EGU General Assembly 2022
© Author(s) 2022. This work is distributed under
the Creative Commons Attribution 4.0 License.

Common Era sea-level budgets of North America

Jennifer Walker1,2, Robert Kopp1,2, Timothy Shaw3, Geoff Richards3, and Benjamin Horton3,4
Jennifer Walker et al.
  • 1Department of Earth and Planetary Sciences, Rutgers University, New Brunswick, USA
  • 2Rutgers Institute of Earth, Ocean and Atmospheric Sciences, Rutgers University, New Brunswick, USA
  • 3Earth Observatory of Singapore, Nanyang Technological University, Singapore
  • 4Asian School of the Environment, Nanyang Technological University, Singapore

A sea-level budget improves understanding of driving processes and their relative contributions. However, most sea-level budget assessments are limited to the 20th and 21st centuries and are global in scale. Here, we estimate the sea-level budget on centennial to millennial timescales of the Common Era (last 2000 years). We expand upon previous analysis of sites along the U.S. mid-Atlantic coast (Walker et al., 2021) and produce site-specific sea-level budgets for all of the eastern and western North American coastlines and Gulf coast.
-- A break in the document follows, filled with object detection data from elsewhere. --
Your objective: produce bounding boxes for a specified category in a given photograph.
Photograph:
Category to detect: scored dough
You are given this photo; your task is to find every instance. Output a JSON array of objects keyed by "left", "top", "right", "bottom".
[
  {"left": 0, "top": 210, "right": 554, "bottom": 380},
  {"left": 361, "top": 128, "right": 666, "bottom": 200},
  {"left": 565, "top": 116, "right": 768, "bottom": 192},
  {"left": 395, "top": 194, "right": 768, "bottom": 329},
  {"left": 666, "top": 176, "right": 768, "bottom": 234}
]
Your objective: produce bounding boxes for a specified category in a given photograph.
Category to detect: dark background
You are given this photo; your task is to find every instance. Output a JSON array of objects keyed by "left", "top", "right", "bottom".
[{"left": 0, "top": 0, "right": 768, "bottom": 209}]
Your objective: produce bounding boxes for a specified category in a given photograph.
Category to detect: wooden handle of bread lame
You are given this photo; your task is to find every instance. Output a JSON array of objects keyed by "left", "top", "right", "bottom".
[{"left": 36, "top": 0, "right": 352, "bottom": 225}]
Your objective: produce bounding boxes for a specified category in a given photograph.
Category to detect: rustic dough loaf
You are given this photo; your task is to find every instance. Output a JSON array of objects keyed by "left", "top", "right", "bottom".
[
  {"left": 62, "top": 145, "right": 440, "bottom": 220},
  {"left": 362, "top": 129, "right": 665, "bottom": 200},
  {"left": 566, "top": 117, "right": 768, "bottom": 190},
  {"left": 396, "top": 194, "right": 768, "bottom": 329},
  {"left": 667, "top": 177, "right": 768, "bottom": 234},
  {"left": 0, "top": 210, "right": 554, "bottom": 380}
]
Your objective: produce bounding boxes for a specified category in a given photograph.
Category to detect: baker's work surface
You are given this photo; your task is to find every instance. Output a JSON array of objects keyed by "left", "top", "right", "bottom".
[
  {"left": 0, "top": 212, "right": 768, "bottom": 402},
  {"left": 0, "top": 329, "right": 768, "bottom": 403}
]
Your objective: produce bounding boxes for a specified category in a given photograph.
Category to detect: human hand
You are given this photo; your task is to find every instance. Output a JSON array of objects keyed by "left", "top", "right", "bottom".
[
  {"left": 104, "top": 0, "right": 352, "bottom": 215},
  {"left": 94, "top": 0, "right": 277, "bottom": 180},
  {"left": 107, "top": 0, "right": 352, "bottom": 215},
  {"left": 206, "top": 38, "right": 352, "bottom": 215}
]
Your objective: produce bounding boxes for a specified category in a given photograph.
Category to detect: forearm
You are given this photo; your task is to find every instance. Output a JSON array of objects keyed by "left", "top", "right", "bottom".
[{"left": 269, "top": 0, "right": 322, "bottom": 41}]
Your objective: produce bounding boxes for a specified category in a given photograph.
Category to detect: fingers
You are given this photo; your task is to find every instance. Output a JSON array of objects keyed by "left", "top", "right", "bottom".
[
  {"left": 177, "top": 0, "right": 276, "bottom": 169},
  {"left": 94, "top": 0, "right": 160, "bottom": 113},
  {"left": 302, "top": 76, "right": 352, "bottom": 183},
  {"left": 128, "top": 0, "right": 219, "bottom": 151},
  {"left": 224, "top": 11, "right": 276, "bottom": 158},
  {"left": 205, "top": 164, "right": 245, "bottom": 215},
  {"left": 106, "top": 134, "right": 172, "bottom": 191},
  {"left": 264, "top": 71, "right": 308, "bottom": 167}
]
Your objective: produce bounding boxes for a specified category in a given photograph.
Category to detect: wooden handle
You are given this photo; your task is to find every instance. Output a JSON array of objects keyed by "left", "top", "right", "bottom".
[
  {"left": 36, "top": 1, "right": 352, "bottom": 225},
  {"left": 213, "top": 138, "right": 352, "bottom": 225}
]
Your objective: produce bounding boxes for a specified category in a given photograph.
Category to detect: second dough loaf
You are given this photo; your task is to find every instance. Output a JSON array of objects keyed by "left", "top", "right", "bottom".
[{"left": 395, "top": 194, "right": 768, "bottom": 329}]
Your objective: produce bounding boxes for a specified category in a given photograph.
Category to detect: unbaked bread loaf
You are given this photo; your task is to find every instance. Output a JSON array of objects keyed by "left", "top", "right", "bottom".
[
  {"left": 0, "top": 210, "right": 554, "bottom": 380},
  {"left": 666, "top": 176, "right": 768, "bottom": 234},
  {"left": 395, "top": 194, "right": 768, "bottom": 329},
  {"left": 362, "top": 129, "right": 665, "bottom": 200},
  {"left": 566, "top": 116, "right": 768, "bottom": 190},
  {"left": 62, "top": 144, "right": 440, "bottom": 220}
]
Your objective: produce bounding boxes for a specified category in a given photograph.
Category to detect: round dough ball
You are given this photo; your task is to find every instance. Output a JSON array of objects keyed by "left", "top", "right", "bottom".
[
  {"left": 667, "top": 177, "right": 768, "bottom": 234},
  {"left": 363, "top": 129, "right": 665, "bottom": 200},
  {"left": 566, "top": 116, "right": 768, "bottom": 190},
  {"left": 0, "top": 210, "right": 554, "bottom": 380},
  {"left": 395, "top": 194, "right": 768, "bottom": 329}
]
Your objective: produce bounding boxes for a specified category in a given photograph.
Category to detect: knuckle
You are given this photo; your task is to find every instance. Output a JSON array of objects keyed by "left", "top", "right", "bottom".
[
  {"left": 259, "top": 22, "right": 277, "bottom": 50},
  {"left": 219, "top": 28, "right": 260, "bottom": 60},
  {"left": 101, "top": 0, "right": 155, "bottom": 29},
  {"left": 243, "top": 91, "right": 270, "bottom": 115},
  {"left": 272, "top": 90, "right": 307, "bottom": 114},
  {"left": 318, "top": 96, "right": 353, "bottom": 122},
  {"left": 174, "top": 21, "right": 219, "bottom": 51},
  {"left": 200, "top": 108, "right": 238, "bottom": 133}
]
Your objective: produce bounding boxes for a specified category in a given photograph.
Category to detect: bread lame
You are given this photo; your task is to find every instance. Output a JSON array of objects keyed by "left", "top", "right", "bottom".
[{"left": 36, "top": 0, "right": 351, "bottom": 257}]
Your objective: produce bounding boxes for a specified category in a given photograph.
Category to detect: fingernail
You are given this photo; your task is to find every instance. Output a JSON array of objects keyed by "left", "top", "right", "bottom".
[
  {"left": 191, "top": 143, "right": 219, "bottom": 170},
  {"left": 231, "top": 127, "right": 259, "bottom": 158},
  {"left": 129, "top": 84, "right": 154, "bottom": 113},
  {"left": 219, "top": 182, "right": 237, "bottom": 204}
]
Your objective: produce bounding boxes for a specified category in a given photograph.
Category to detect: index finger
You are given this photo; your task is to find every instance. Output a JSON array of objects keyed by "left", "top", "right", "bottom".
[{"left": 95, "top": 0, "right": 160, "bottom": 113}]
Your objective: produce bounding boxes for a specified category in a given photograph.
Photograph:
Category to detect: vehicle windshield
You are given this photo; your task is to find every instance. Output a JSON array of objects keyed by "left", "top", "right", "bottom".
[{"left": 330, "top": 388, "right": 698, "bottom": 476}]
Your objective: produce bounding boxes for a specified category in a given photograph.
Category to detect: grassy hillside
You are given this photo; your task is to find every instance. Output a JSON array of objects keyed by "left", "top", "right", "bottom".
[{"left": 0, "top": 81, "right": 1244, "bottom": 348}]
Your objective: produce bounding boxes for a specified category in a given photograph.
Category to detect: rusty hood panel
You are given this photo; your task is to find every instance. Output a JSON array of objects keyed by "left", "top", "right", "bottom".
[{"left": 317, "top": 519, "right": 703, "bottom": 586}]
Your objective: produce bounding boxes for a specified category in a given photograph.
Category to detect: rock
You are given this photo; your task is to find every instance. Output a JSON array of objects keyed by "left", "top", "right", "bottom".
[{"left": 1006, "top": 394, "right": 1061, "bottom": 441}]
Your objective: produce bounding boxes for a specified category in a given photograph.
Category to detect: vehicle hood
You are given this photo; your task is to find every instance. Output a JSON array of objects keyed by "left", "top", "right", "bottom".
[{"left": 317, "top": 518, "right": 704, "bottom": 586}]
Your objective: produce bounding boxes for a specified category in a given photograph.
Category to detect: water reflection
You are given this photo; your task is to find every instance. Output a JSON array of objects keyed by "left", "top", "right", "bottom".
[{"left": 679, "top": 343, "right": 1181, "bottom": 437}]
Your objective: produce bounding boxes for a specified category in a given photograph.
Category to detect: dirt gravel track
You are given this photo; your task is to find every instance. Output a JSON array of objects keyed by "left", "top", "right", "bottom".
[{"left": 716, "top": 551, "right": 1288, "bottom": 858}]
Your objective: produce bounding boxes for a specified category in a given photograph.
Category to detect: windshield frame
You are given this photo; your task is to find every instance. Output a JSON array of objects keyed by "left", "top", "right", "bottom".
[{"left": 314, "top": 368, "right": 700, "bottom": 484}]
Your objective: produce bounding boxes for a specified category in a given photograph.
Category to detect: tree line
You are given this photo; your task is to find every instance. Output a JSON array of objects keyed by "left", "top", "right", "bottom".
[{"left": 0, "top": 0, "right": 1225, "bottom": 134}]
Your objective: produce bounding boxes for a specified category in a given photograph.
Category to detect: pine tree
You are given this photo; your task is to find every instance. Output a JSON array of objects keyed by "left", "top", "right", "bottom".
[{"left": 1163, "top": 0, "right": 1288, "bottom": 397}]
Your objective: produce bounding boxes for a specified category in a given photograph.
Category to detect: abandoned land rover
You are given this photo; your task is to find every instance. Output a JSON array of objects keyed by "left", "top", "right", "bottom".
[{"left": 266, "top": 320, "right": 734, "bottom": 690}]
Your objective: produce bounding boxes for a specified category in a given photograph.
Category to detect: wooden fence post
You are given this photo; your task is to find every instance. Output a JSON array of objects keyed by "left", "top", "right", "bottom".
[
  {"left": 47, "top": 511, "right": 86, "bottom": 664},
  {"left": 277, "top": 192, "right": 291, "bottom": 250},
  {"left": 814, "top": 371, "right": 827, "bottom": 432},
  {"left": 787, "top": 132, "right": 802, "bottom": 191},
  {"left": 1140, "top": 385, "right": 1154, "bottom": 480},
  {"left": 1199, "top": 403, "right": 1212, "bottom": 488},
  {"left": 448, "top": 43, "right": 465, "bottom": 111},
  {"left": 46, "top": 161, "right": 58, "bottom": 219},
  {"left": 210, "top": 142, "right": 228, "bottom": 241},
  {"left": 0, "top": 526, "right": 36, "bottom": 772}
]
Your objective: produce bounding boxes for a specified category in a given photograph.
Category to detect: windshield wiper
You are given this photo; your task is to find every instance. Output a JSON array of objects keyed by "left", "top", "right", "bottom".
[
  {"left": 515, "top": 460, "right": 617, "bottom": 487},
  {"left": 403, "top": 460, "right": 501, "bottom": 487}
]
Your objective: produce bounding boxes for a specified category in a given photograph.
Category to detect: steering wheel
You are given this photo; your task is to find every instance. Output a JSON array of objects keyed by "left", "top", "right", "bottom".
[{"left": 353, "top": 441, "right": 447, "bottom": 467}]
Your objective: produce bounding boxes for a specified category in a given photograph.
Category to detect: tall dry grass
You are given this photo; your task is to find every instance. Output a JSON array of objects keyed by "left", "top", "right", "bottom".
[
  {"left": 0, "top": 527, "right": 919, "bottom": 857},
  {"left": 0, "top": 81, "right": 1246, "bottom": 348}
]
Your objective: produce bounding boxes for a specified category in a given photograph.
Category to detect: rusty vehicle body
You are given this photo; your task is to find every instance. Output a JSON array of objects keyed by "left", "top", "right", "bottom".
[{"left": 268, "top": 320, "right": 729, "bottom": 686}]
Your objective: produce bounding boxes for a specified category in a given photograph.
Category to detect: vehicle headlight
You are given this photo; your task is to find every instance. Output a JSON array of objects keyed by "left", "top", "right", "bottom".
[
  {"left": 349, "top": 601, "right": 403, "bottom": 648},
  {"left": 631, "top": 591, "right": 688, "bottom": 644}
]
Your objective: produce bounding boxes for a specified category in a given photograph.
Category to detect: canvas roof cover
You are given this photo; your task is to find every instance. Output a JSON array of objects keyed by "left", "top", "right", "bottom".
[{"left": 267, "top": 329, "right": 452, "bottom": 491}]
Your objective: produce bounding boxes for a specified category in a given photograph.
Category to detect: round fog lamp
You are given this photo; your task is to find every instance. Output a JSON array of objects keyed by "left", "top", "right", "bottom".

This broader scope further improves understanding of the temporal evolution and variability of driving processes of sea-level changes in the past and present, and which will shape such changes in the future.

To produce the sea-level budgets, we use an updated global database of instrumental and proxy sea-level records coupled with a spatiotemporal model. Using the unique spatial scales of driving processes, we separate relative sea-level records into global, regional, and local-scale components. Preliminary results along the eastern North American coastline reveal that each budget is dominated by regional-scale, temporally-linear processes driven by glacial isostatic adjustment until at least the mid-19th century. This signal exhibits a spatial gradient, ranging from 1.0 ± 0.02 mm/yr (1σ) in Newfoundland to a maximum of 1.6 ± 0.02 mm/yr in southern New Jersey to 0.5 ± 0.02 mm/yr in Florida. Non-linear regional and local-scale processes, such as ocean/atmosphere dynamics and groundwater withdrawal, are smaller in magnitude and vary temporally and spatially. The most significant change to the budgets is the increasing influence of the global signal due to ice melt and thermal expansion since ~1800 CE, which reaches a 20th century rate of 1.3 ± 0.1 mm/yr, accounting for 43-65% of each budget.

How to cite: Walker, J., Kopp, R., Shaw, T., Richards, G., and Horton, B.: Common Era sea-level budgets of North America, EGU General Assembly 2022, Vienna, Austria, 23–27 May 2022, EGU22-6530,, 2022.